Tribunlampung.co.id, Jakarta - Seorang bayi perempuan berinisial AR ditemukan pada Selasa (3/3/2026), di dalam gerobak nasi uduk di Jalan Pejaten Raya, Pasar Minggu, Jakarta Selatan. Bayi tersebut disertai dengan secarik surat. 

Dalam surat tersebut, terungkap bahwa sang bayi baru lahir pada Senin (2/3/2026). Sehari kemudian, bayi malang itu diletakkan di sebuah gerobak. 

“Assalamualaikum, Bapak/Ibu yang menemukan adik saya, saya Zidan ingin minta tolong untuk merawat adik saya, karena ibu saya meninggal saat melahirkan. Tolong anggap seperti anak sendiri, karena saya tidak akan menemukan atau mengunjunginya dia lagi, saya tidak mau masa depan dia seperti saya, terima kasih,” tulis surat tersebut.

Berdasarkan isinya, banyak yang menduga bahwa surat tersebut ditulis oleh kakak sang bayi. Ia meninggalkan adiknya demi penghidupan yang lebih baik. 

Di lokasi yang sama, warga juga menemukan beberapa perlengkapan bayi, seperti susu bayi 0–6 bulan kemasan kotak berwarna merah, tisu basah, dan sarung tangan bayi berwarna biru.

Baca juga: Bayi 1,9 Tahun Kerap Kesakitan saat Dimandikan, Diduga Korban Asusila Tetangga

Kesaksian Warga 

Warga bernama Ati (53) mengaku melihat seorang pria melewati gang sempit di Jalan Pejaten Raya sekitar satu jam sebelum bayi tersebut ditemukan. Saat itu, Ati sedang duduk di dalam rumah dengan pintu terbuka. 

Penglihatannya yang sudah menurun membuat ia tidak melihat dengan jelas wajah pria tersebut. Namun, ia memastikan pria itu membawa tas belanja berwarna hitam.

“Ada orang lewat kayak bapak-bapak gitu, nenteng tas hitam. Sekitar jam 16.30 WIB,” kata Ati saat ditemui di rumahnya, dikutip dari Kompas pada Kamis (5/3/2026).
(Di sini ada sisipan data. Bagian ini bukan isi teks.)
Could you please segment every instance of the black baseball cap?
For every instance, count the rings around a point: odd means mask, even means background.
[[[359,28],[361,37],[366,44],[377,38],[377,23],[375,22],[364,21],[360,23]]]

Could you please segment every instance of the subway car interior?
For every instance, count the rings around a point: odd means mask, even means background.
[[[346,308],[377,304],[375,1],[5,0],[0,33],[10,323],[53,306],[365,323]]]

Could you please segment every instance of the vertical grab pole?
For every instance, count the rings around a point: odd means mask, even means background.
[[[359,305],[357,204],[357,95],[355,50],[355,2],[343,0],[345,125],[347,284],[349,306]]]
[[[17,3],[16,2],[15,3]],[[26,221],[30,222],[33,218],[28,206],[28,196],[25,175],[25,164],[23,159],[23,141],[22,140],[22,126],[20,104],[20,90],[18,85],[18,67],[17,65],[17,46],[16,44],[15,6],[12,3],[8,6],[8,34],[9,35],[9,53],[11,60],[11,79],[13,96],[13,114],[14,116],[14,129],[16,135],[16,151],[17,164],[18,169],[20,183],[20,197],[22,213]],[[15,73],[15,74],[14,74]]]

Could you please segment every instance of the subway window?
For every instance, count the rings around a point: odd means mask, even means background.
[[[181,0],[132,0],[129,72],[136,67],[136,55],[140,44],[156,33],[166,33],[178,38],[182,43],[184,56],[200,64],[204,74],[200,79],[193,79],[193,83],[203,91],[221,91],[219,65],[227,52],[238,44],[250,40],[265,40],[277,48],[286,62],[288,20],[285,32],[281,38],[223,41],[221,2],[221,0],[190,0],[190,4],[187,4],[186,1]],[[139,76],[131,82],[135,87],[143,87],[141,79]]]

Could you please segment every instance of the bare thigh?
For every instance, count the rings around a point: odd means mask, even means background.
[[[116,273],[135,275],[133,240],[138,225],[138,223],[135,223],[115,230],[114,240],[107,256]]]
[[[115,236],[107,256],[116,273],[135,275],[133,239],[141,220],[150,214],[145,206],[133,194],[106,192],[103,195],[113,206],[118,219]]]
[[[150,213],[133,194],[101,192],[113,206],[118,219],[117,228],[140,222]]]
Ati sempat mengira pria tersebut adalah kurir yang biasa mengantarkan paket ke rumah tetangganya. Ia tidak menaruh curiga saat melihat pria berjaket cokelat muda itu melintas menuju ujung gang.

Beberapa menit kemudian, pria itu kembali melewati rumah Ati. Namun kali ini, tas hitam yang sebelumnya dibawanya sudah tidak terlihat.

Ati baru menyadari kejadian tersebut pada keesokan harinya. Ia kemudian mengaitkan penglihatannya dengan temuan surat yang diduga ditulis oleh bocah berusia 12 tahun.

“Iya, saya kepikiran pas yang bapak-bapaknya baru paginya itu. Kalau sorenya kan kami fokus ke anak sama yang kata 12 tahun itu kan,” kata Ati.

Ia juga memastikan bahwa orang yang ia lihat bukan anak-anak seperti yang disebutkan dalam surat.

“Bukan (anak-anak), orang dewasa,” ujar Ati.

Meski demikian, kesaksian tersebut sulit diverifikasi karena di gang sempit itu tidak terdapat kamera pengawas.

“Enggak ada di sini kalau CCTV, di RT lain mungkin ada,” kata dia.

Respons Pemprov

Wakil Gubernur DKI Jakarta Rano Karno mengaku telah membaca kabar penemuan bayi tersebut dan memastikan pemerintah daerah segera melakukan penanganan.

“Saya berterima kasih kepada teman-teman media yang mengekspos ini, sehingga kita bisa segera cepat menanggulangi, karena itu bagian kegiatan sosial yang memang dilakukan oleh Jakarta,” ujarnya.

Menurut Rano, setiap informasi yang muncul di media biasanya langsung diteruskan kepada dinas terkait agar segera ditindaklanjuti.

“Apalagi kalau sudah di media, wah saya paling, pertama kali itu yang saya share kepada dinas terkait untuk menanggulangi atau mengantisipasi itu,” lanjut dia.

Setelah ditemukan, bayi tersebut dibawa ke Puskesmas Pasar Minggu untuk menjalani pemeriksaan kesehatan lebih lanjut.